Los Angeles Could Be Largest City To Outfit Its Police Officers With Lapel Cameras (Thanks To Hollywood)
Just a week into his tenure as Police Commission president Steve Soboroff announced that he has privately raised half of the $1 million the department needs to equip 1,500 officers with small lapel cameras, according to the Associated Press. That money is coming from Hollywood elites. Soboroff has a promise of $250,000 from entertainment executive Casey Wasserman as well as an undisclosed sum from DreamWorks CEO Jeffrey Katzenberg. Soboroff's goal is to outfit LAPD officers within a year, though cameras will likely be out in the field much sooner.
The LAPD top brass supports the plan.
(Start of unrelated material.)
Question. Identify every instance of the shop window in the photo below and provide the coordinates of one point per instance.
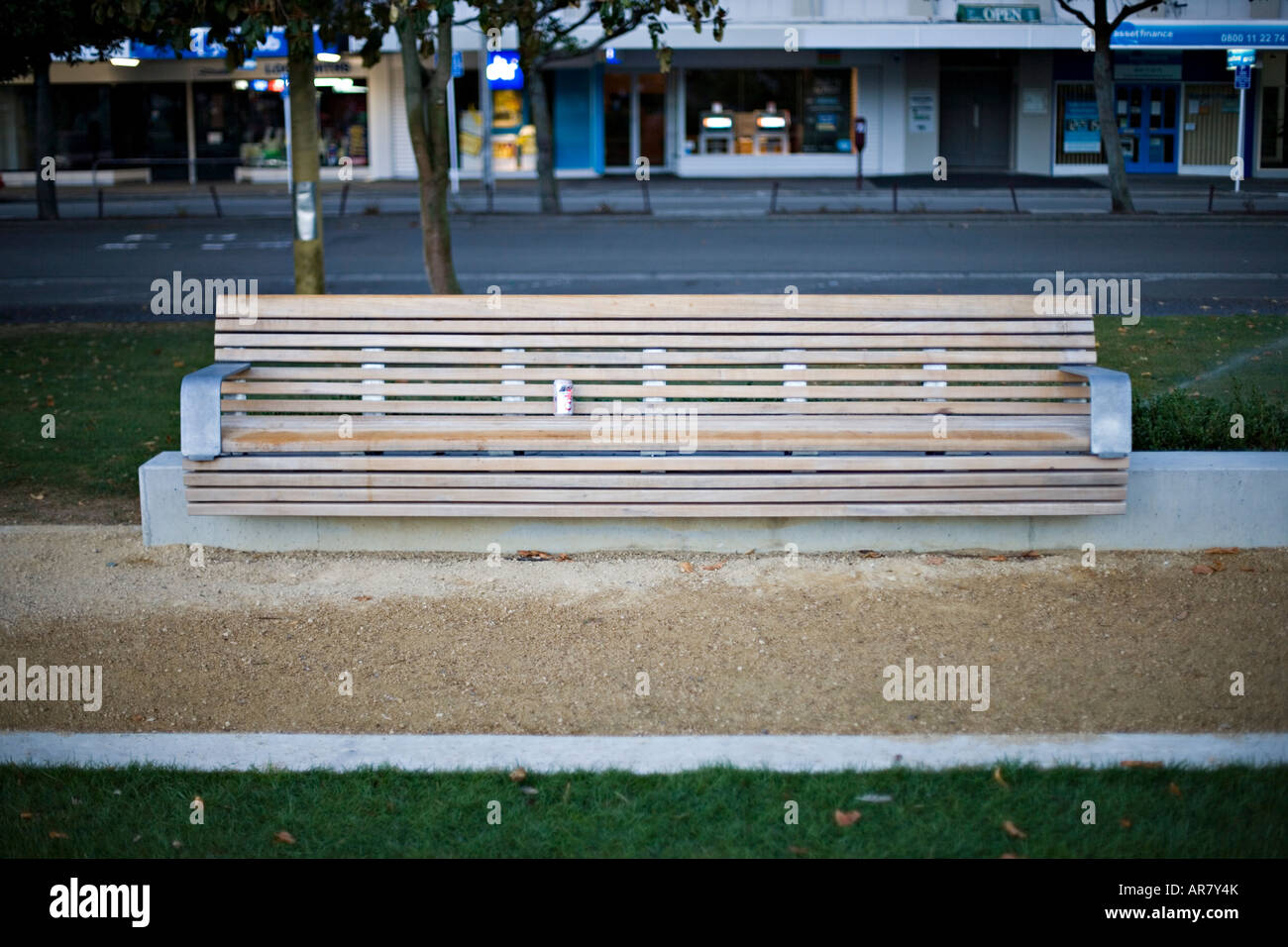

Ever since the 1991 beating of Rodney King, it's been the city's goal to outfit every patrol car with a camera. But so far only 300 of 1,200 cars are outfitted with video recorders. Chief Charlie Beck said his department still wants to outfit every car with a camera and plans to unveil a proposal to outfit 400-500 more cars with cameras, the AP reports. He doesn't plan to put those efforts on hold, but he points out lapel cameras might be cheaper and supports Soboroff's plan. The police union haven't taken a stand on lapel cameras, but they have supported in-car cameras in the past, the AP says.
Supporters of lapel cameras say that both civilians and police officers tend to behave better when they know that they're on camera. The police department of Rialto made headlines when a study found that use-of-force complaints filed against police officers plummeted during the first year that its force was outfitted with cameras. The New York Times wrote:
In the first year after the cameras were introduced here in February 2012, the number of complaints filed against officers fell by 88 percent compared with the previous 12 months. Use of force by officers fell by almost 60 percent over the same period.
The department is also investigating whether the cameras helped lead to more convictions by capturing additional evidence.
However, the cameras are expensive and can cost as much as $900. One of the companies that has been marketing the cameras to police departments is Taser International Inc, according to the New York Times. City Councilman Mitchell Englander submitted a motion the LAPD to start working with Taser to start field-testing 25 cameras to figure out the best style for the force, AP says.
So far the police departments that have rolled out lapel cameras are in smaller cities, like Albuquerque, Fort Worth and Oakland.
The idea of rolling out cameras has been controversial in New York. The federal judge who ruled that the New York Police Department's stop-and-frisk policy was unconstitutional ordered certain precincts to wear lapel cameras on a trial basis. Then-NYC Mayor Michael Bloomberg bristled at the idea of outfitting the city's force with cameras, saying: "We can't have your cameraman follow you around and film things without people questioning whether they deliberately chose an angle…It would be a nightmare." The local police union called the cameras an "an encumbrance."
What about privacy and the specter of Big Brother? So far the American Civil Liberties Union of Southern California hasn't received any complaints about the cameras from Rialto, and the organization actually supports the cameras. Peter Bibring, a senior lawyer with the A.C.L.U. of Southern California, told the New York Times, "Cameras hold real promise for making it easier to resolve complaints against police."
He said there do need to be certain privacy guidelines: he said department's shouldn't store the video for prolonged periods or make the searches of private homes public. (This being Southern California, we're assuming this will become a problem when a celebrity's home gets searched.)
The plan to outfit the LAPD with cameras is moving swiftly. City Councilman Mitchell Englander plans to start testing in a couple weeks, and he requested that the LAPD report back to the city's Public Safety Committee in 90 days, according to the Associated Press. The plan is to have at least 500 cameras out in the field by then.